Psikiyatrist Prof. Dr. Mehmet Çakıcı, ülkemizdeki alkol ve uyuşturucu bağımlılığı oranlarındaki tehlikeli artışı vurgularken, ilkokul seviyesinde bile uyuşturucu deneme oranlarının yükseldiğini açıkladı.
Psikiyatrist Prof. Dr. Mehmet Çakıcı, ülkemizdeki alkol ve uyuşturucu bağımlılığı oranlarındaki tehlikeli artışı vurgularken, ilkokul seviyesinde bile uyuşturucu deneme oranlarının yükseldiğini açıkladı. Katıldığı bir televizyon programında konuşan Mehmet Çakıcı, bu durumun ciddiyetine dikkat çekerek, toplumun konuya kayıtsız kalmaması gerektiğini belirtti.
“PANDEMİ SONRASI PSİKOLOJİK SORUNLAR ARTTI”
Dr. Çakıcı, pandemi döneminin ardından hem dünya genelinde hem de Kuzey Kıbrıs Türk Cumhuriyeti’nde (KKTC) psikolojik rahatsızlıkların hızla artış gösterdiğine dikkat çekti. Bu dönemde yaşanan kaygı bozuklukları, depresyon ve anksiyete vakalarının arttığını ifade eden Çakıcı, ülkemizde madde bağımlılığı ve alkol kullanımı oranlarında da önemli bir yükseliş olduğunu dile getirdi:
“Pandemiden sonra özellikle depresyon, karamsarlık, isteksizlik, unutkanlık gibi şikâyetlerde artış gözlemledik. Bunun yanında kaygı bozuklukları ve panik atak gibi anksiyete bozuklukları da yükseldi. (Ancak en dikkat çekici) artışlardan biri, alkol ve uyuşturucu kullanımına yönelik eğilimlerin artması oldu. Toplumumuzda içe kapanıklık ve stres oranı önemli ölçüde arttı.”

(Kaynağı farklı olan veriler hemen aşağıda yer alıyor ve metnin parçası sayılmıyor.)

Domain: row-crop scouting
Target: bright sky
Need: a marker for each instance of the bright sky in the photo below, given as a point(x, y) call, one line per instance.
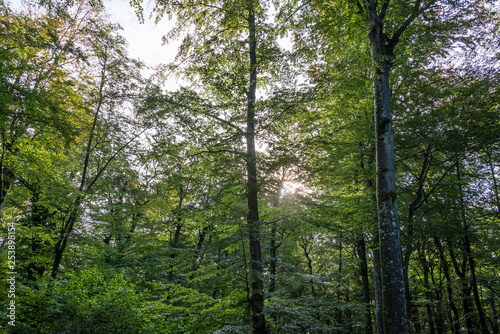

İLKOKULDA ENDİŞE VERİCİ SEVİYE
Özellikle çocuklar arasındaki bağımlılık riski konusunda kaygılarını dile getiren Dr. Çakıcı, ilkokul düzeyinde bile uyuşturucu deneme oranlarının %1 seviyesinden %1.5’a çıktığını belirtti.
Uyuşturucunun, genç yaş gruplarına kadar indiğini belirterek, 11 yaşın altındaki çocuklar arasında dahi deneme vakalarının gözlemlendiğini ifade etti: “Bazı insanlar bu duruma inanmakta zorluk çekiyor. Ancak bilimsel çalışmalar, deneme oranlarının ilkokul çağında dahi arttığını ortaya koyuyor. Bizim yaptığımız anketlerde, 1996’larda uyuşturucuyu deneme yaşı 11 yaşın altına indiğini tespit etmiştik.”
EV İÇİ ŞİDDET TETİKLEYİCİ OLUYOR
Dr. Çakıcı, ekonomik sıkıntıların ve aile içi çatışmaların da bu sorunları daha da derinleştirdiğini vurguladı.
Pandemi sonrası artan işsizlik, geçim sıkıntıları ve gelecekle ilgili belirsizliklerin bireyler üzerindeki baskıyı artırarak, boşanmalar ve ev içi şiddet vakalarında da belirgin bir yükselişe neden olduğunu açıkladı: “Ekonomik kaygılar, insanların ruh sağlığını olumsuz etkiliyor. Aile içi şiddet vakaları arttı, boşanma sayılarında da bir artış var. Ekonomik sıkıntılar, şiddet ve bağımlılık gibi sorunların artmasında önemli bir faktör.”